Improvisation for the Seventh Sunday after the Epiphany

This one is from our choir: a psalm setting by David Hurd. The organ part is a passacaglia, an eight-bar ground-bass.
Teach me, O Lord (David Hurd)

As I wrote above, my next essay continues with material from Daniel Coyle’s book, on what he calls “Ignition.” I will say here that I owe David Hurd for some of my own “ignition” as an organist.

On my first Sunday morning as a freshman at Duke, I was with the Chapel Choir (which was open to all comers for the first week or so, while auditions took place). Mind you, my little Baptist church back home was not quite so fine as the Duke Chapel – indeed, nothing had prepared me for processing down that aisle with the Choir – while David Hurd, chapel organist (only for a brief time, perhaps just that one year if I remember rightly) played what I learned was the Bach Prelude in B minor.

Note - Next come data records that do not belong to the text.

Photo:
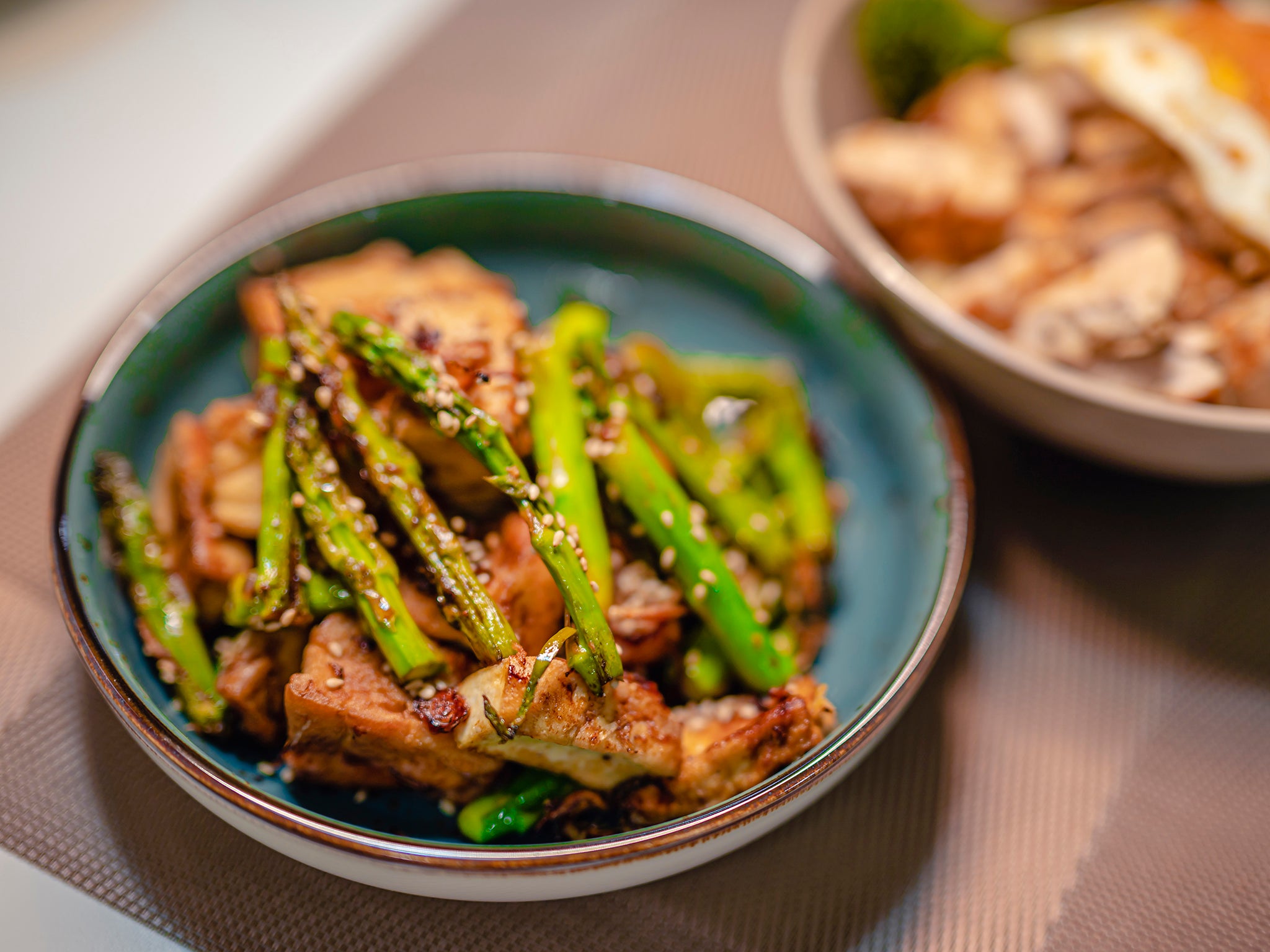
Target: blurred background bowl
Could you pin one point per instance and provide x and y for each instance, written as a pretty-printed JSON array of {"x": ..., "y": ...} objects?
[{"x": 824, "y": 89}]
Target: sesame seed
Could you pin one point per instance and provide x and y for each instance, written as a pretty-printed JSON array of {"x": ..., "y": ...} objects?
[{"x": 447, "y": 423}]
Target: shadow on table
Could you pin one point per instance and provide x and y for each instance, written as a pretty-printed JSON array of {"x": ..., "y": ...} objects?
[
  {"x": 824, "y": 880},
  {"x": 1186, "y": 563}
]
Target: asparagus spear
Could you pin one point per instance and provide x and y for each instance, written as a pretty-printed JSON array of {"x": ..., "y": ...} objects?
[
  {"x": 789, "y": 452},
  {"x": 561, "y": 437},
  {"x": 515, "y": 809},
  {"x": 660, "y": 506},
  {"x": 162, "y": 602},
  {"x": 454, "y": 415},
  {"x": 705, "y": 669},
  {"x": 394, "y": 471},
  {"x": 709, "y": 474},
  {"x": 349, "y": 544}
]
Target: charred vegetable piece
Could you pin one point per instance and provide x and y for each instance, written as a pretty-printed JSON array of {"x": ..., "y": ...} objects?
[
  {"x": 561, "y": 438},
  {"x": 908, "y": 47},
  {"x": 660, "y": 506},
  {"x": 395, "y": 474},
  {"x": 453, "y": 414},
  {"x": 349, "y": 545},
  {"x": 515, "y": 809},
  {"x": 786, "y": 442},
  {"x": 161, "y": 598}
]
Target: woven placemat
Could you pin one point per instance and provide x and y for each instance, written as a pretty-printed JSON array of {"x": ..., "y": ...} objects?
[{"x": 1086, "y": 770}]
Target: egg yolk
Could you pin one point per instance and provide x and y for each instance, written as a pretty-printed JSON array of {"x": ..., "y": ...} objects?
[{"x": 1236, "y": 50}]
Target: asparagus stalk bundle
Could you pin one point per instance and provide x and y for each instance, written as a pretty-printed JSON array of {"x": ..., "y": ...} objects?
[
  {"x": 347, "y": 541},
  {"x": 515, "y": 809},
  {"x": 593, "y": 653},
  {"x": 788, "y": 446},
  {"x": 676, "y": 526},
  {"x": 395, "y": 474},
  {"x": 162, "y": 602},
  {"x": 660, "y": 506},
  {"x": 561, "y": 438}
]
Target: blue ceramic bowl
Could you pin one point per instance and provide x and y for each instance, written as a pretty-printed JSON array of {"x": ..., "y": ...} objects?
[{"x": 701, "y": 270}]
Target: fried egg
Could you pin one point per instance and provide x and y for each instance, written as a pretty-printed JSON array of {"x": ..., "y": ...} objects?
[{"x": 1196, "y": 73}]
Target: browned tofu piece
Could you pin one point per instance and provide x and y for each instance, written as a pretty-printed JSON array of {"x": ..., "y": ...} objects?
[
  {"x": 446, "y": 302},
  {"x": 931, "y": 192},
  {"x": 521, "y": 584},
  {"x": 732, "y": 744},
  {"x": 349, "y": 721},
  {"x": 254, "y": 669},
  {"x": 598, "y": 742}
]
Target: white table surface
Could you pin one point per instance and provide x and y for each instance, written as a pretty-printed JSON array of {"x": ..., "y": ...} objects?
[{"x": 130, "y": 131}]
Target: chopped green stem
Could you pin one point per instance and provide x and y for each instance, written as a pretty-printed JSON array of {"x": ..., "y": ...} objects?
[
  {"x": 713, "y": 480},
  {"x": 515, "y": 809},
  {"x": 161, "y": 598},
  {"x": 561, "y": 438},
  {"x": 395, "y": 474},
  {"x": 453, "y": 414},
  {"x": 546, "y": 655},
  {"x": 788, "y": 452},
  {"x": 347, "y": 541},
  {"x": 705, "y": 668},
  {"x": 660, "y": 506}
]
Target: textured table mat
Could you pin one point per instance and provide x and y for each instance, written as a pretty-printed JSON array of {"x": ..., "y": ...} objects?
[{"x": 1089, "y": 767}]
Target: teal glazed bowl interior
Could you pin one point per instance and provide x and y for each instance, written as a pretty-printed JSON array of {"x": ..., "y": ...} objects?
[{"x": 701, "y": 270}]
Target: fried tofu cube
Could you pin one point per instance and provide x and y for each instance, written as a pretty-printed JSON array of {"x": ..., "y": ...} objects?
[
  {"x": 350, "y": 723},
  {"x": 598, "y": 742}
]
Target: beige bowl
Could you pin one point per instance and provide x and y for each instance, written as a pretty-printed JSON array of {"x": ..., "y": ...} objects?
[{"x": 822, "y": 90}]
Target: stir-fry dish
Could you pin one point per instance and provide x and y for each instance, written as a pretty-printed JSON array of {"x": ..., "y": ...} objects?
[
  {"x": 566, "y": 584},
  {"x": 1094, "y": 184}
]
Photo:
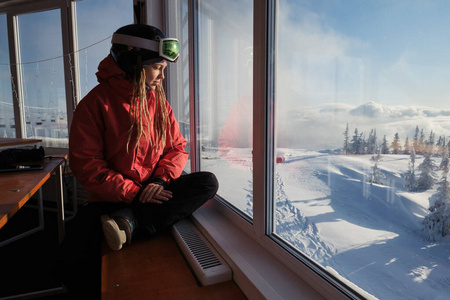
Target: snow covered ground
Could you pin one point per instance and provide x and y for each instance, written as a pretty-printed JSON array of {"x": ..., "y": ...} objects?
[{"x": 366, "y": 233}]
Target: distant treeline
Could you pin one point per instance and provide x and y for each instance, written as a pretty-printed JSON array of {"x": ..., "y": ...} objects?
[{"x": 359, "y": 144}]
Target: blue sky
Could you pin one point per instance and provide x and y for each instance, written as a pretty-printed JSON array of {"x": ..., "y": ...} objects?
[{"x": 392, "y": 52}]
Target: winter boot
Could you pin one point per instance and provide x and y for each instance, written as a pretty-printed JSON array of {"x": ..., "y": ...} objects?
[{"x": 118, "y": 228}]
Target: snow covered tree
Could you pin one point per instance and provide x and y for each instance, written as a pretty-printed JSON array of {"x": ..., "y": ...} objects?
[
  {"x": 372, "y": 142},
  {"x": 355, "y": 142},
  {"x": 426, "y": 177},
  {"x": 437, "y": 222},
  {"x": 395, "y": 145},
  {"x": 416, "y": 145},
  {"x": 422, "y": 146},
  {"x": 346, "y": 148},
  {"x": 377, "y": 175},
  {"x": 362, "y": 143},
  {"x": 410, "y": 177},
  {"x": 406, "y": 148},
  {"x": 384, "y": 146}
]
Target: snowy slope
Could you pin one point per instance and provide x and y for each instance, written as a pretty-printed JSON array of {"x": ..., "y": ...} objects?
[{"x": 367, "y": 234}]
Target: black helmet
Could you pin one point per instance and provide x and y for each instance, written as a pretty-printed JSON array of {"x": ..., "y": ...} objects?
[{"x": 148, "y": 44}]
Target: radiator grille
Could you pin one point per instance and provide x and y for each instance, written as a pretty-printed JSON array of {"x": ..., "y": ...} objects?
[{"x": 207, "y": 266}]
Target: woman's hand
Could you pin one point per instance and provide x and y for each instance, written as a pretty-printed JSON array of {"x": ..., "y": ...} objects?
[{"x": 155, "y": 193}]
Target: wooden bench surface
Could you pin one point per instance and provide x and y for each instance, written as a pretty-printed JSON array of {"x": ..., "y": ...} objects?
[{"x": 156, "y": 269}]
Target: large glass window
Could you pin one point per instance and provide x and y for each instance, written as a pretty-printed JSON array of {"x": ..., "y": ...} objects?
[
  {"x": 94, "y": 45},
  {"x": 178, "y": 73},
  {"x": 225, "y": 66},
  {"x": 41, "y": 57},
  {"x": 362, "y": 130},
  {"x": 7, "y": 125}
]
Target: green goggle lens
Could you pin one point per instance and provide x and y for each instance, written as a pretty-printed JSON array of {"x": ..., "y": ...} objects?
[{"x": 170, "y": 49}]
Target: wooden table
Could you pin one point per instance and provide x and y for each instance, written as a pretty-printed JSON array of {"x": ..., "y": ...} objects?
[
  {"x": 13, "y": 142},
  {"x": 16, "y": 188}
]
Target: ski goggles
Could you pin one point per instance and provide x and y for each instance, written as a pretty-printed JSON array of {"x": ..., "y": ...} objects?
[{"x": 167, "y": 48}]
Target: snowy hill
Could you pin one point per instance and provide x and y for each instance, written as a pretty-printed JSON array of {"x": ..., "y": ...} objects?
[
  {"x": 321, "y": 127},
  {"x": 367, "y": 234}
]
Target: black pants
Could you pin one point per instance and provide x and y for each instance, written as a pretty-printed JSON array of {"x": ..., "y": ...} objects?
[{"x": 80, "y": 252}]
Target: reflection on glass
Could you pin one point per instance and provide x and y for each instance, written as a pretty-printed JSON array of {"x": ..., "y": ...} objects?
[
  {"x": 225, "y": 97},
  {"x": 363, "y": 128},
  {"x": 7, "y": 125},
  {"x": 94, "y": 45},
  {"x": 178, "y": 81},
  {"x": 43, "y": 77}
]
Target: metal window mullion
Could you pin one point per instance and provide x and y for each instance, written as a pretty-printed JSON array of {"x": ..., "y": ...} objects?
[
  {"x": 261, "y": 131},
  {"x": 16, "y": 75},
  {"x": 193, "y": 85},
  {"x": 71, "y": 63}
]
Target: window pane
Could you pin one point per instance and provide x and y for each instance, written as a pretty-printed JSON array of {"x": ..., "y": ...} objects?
[
  {"x": 178, "y": 79},
  {"x": 94, "y": 34},
  {"x": 360, "y": 87},
  {"x": 43, "y": 77},
  {"x": 225, "y": 65},
  {"x": 6, "y": 101}
]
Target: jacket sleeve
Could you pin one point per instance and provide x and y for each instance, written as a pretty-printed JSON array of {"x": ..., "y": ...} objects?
[
  {"x": 87, "y": 161},
  {"x": 174, "y": 157}
]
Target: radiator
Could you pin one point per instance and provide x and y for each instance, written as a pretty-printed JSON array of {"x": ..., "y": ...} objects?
[{"x": 206, "y": 264}]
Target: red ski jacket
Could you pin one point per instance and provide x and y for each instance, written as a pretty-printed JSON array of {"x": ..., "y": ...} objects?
[{"x": 98, "y": 136}]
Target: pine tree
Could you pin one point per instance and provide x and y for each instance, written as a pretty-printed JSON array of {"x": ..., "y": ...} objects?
[
  {"x": 422, "y": 147},
  {"x": 406, "y": 148},
  {"x": 430, "y": 142},
  {"x": 355, "y": 142},
  {"x": 362, "y": 143},
  {"x": 437, "y": 222},
  {"x": 377, "y": 175},
  {"x": 410, "y": 177},
  {"x": 416, "y": 140},
  {"x": 395, "y": 145},
  {"x": 384, "y": 146},
  {"x": 372, "y": 142},
  {"x": 346, "y": 148},
  {"x": 427, "y": 176}
]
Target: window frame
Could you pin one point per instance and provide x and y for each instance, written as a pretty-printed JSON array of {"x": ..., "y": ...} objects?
[
  {"x": 260, "y": 229},
  {"x": 70, "y": 55}
]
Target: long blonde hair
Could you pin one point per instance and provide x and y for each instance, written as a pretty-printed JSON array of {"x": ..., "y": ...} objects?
[{"x": 140, "y": 116}]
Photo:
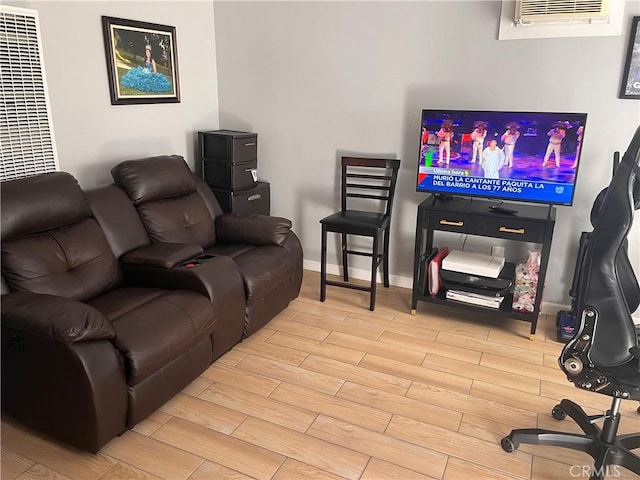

I had no idea that such music existed. Obviously, I knew of Bach; I had played many things from the Well Tempered Clavier by this time. But I had never heard any of his organ music, nor had I ever heard or seen a pipe organ.

At the time, nothing changed. I failed to pass the Choir's audition, and failed again my sophomore year, making me determined in my career as a choral director to never have the sort of choir where people must pass an audition to get in. I laid aside choral music, pretty much quit going to church, proceeded with my major in piano performance, and did not take organ lessons. Nonetheless, in retrospect I think that it was that Sunday morning when the seed was planted.

Dr. Hurd, should you read this: thank you. Thank you for taking your work as an organist seriously, and playing real literature for a run-of-the-mill church service in late August.

We never know where our music-making might lead, or what effect it may have on its listeners.